In the human cohort study, researchers collected data from the U.S. Department of Veterans Affairs on people who were prescribed spironolactone for one of its approved indications for at least 60 days and who reported consuming alcohol. The researchers matched each of these people with up to five people not exposed to the drug.
Rat and mouse studies have shown a decrease in alcohol consumption with spironolactone injections. Additionally, the authors noted that spironolactone did not impair coordination or movement, or affect their food and water intake.
In the human study, researchers observed a decrease in their self-reported alcohol consumption in the group that took spironolactone. Spironolactone had the greatest effect on people who reported heavy drinking as binge drinking.
“These are very encouraging results. Overall, the present study argues for conducting randomized, controlled studies of spironolactone in people with alcohol use disorders to further evaluate its safety and potential efficacy in this population. as well as further work to understand how spironolactone can reduce alcohol consumption.
– George F. Koob, Ph.D., study co-author
Dr. Koob is the director of the National Institute on Alcohol Abuse and Alcoholism.
Study co-lead author Dr Lorenzo Leggio spoke with Medical News Today on the future of research on alcohol use disorders and spironolactone. Dr Leggio said they needed “placebo-controlled studies to assess the potential safety and efficacy of spironolactone in people with alcohol use disorder (AUD).”

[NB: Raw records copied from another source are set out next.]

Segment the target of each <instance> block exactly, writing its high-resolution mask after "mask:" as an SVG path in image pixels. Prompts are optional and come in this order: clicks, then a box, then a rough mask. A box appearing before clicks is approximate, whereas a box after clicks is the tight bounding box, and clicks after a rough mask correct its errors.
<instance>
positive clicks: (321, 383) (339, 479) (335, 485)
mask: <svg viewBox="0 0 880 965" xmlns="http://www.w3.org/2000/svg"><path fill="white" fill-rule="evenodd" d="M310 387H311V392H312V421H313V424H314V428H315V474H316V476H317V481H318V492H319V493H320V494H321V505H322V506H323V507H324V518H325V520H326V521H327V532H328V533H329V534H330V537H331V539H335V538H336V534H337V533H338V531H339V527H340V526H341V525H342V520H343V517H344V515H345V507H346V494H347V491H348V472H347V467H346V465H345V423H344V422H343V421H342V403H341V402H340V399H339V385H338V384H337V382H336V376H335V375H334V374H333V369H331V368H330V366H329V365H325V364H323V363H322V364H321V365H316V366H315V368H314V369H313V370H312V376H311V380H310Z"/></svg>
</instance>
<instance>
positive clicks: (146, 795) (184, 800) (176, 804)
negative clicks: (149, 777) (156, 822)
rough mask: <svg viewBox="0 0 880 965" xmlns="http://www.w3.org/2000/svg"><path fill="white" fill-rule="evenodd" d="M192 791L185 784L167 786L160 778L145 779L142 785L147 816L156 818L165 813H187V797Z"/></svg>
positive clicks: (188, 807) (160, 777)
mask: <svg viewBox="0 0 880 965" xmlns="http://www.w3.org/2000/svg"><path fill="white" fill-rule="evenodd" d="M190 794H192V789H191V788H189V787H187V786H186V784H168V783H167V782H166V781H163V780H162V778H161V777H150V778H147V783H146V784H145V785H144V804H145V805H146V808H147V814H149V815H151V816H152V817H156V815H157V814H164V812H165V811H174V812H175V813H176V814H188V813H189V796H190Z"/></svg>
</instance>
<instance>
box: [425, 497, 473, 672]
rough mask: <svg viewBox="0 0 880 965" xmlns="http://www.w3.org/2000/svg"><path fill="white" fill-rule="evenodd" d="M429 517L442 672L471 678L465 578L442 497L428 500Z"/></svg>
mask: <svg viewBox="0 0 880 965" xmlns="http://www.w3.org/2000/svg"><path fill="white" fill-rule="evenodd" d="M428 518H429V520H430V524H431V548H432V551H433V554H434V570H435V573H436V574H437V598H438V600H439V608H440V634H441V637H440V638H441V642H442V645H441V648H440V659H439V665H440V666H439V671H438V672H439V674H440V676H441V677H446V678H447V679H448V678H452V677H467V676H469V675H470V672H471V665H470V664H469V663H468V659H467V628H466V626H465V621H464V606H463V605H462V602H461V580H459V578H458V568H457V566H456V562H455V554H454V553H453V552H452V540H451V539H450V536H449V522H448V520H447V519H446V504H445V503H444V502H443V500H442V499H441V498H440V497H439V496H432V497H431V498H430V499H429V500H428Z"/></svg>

Dr. Leggio is the Principal Investigator of the Clinical Section of Psychoneuroendocrinology and Neuropsychopharmacology (CPN), a joint laboratory of NIDA and NIAAA.
Suppose scientists continue their research on spironolactone and eventually submit it for regulatory approval to treat alcohol use disorders. If so, it could become the fourth FDA-approved drug to be indicated for this disorder.
This study highlights the importance of continuing research on existing drugs.
“Thanks to advances in the field of biomedical addiction research, we are improving our understanding of the mechanisms of development of AUD in some people; we can therefore use this knowledge to identify new targets and develop new treatments for AUD.
– Dr. Leggio
“Given that this is an old drug that has been used for decades in clinical practice for other indications, the reuse of spironolactone allows us to move quickly to the next steps,” commented Dr. Leggio.
Dr. Orman Trent Hall, a board-certified addictologist and addiction researcher at Ohio State University Wexner Medical Center, also spoke with DTM about the study.
“Alcohol consumption is one of the leading causes of death and disability worldwide,” Dr Hall said. “When people become addicted, they find themselves drinking in a way that feels out of control and find it hard to stop even after realizing that alcohol is hurting them.”
“The discovery of new drugs for AUD offers hope for a future where fewer people suffer from the worst consequences of this disorder,” commented Dr Hall.